From here, I found and modified this code:
```
def download_pdf(lnk):

    from selenium import webdriver
    from time import sleep

    options = webdriver.ChromeOptions()

    download_folder = "C:\\Users\\rickc\\Documents\\Scraper2\\screenshots\\"

    profile = {"plugins.plugins_list": [{"enabled": False,
                                         "name": "Chrome PDF Viewer"}],
               "download.default_directory": download_folder,
               "download.extensions_to_open": ""}

    options.add_experimental_option("prefs", profile)

    print("Downloading file from link: {}".format(lnk))

    driver = webdriver.Chrome(chrome_options = options)
    driver.get(lnk)

    filename = lnk.split("/")[3].split(".aspx")[0]+".pdf"
    print("File: {}".format(filename))

    print("Status: Download Complete.")
    print("Folder: {}".format(download_folder))

    driver.close()

download_pdf('http://www.nebraskadeedsonline.us/document.aspx?g5savSPtTDnumMn1bRBWoKqN6Gu65tBhDE9fVs5YdPg=')
```
But it isn't working. My old college professor once said, "If you've spent more than two hours on the problem and haven't made headway, it's time to look for help elsewhere." So I'm looking for help.

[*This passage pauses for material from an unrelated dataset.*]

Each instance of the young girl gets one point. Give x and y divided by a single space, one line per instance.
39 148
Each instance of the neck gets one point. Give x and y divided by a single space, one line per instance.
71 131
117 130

Other info: The link above will take you to a web page, but you can't access the PDF document until you click on the 'View Document' button. I've tried using Selenium's webdriver.find_element_by_ID('btnDocument').click() to make things happen, and it just loads the page but doesn't do anything with it.
- Yinda Yin about 5 years
  
  It's worse than you think. That PDF is essentially a container for an image. To get any meaningful information from it, you're going to have to OCR it.
- Sers about 5 years
  
  How to download a pdf file you can find here
- Rick Colgan about 5 years
  
  @Sers -- based on the link you provided, I modified my code to look like this: profile = {"plugins.plugins_list": [{"enabled": False, "name": "Chrome PDF Viewer"}], "plugins.always_open_pdf_externally": True, "download.default_directory": download_folder, "download.extensions_to_open": ""} but that's not doing the trick either. Am I just missing something?
Rick Colgan about 5 years

That was the magic! Thank you @Sers ! I'm not sure I fully understand the code you have there, but it works for me so that I can open the PDF now and use another module to scan for the dollar sign and get the amount I need.